Herschel Walker Says he is Against Wokeness, Which Includes Homosexuality and Transgenderism, and he Believes he can Bridge the Racial and Cultural Divides in Georgia and in America; Walker Says Warnock “believes America is a bad country full of racist people”
Herschel Walker pitches himself as a politician who can bridge America’s racial and cultural divides because he loves everyone and overlooks differences.
“I don’t care what color you are,” Georgia’s Republican Senate nominee, who is Black, told an overwhelmingly white crowd recently in Bartow County, north of Atlanta. “This is a good place,” Walker said of the United States, “and a way we make it better is by coming together.”

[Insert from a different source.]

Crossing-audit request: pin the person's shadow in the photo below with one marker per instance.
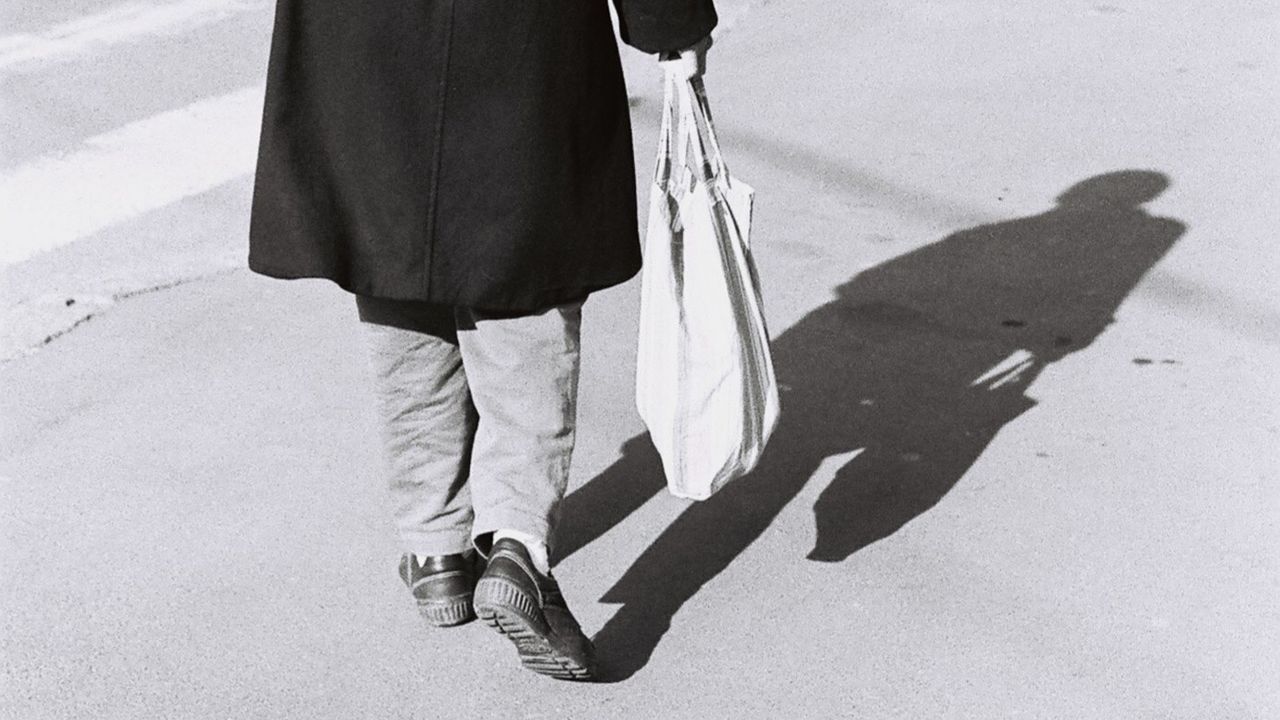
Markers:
(918, 363)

Yet the former University of Georgia football star who calls all Georgians “my family” has staked out familiar conservative ground on the nation’s most glaring societal fissures, seemingly contradicting his promises of unity. Walker says those who do not share his vision of the country can leave and he blasts his opponent, Sen. Raphael Warnock, and the Democratic Party as the real purveyors of division.
Their “wokeness” on race, transgender rights and other issues, Walker insists, threatens U.S. power and identity.
“Sen. Warnock believes America is a bad country full of racist people,” Walker says in one ad. It’s a claim based on the fact that Warnock, who is also Black, has acknowledged institutional racism during his sermons as a Baptist minister. “I believe we’re a great country full of generous people,” Walker concludes.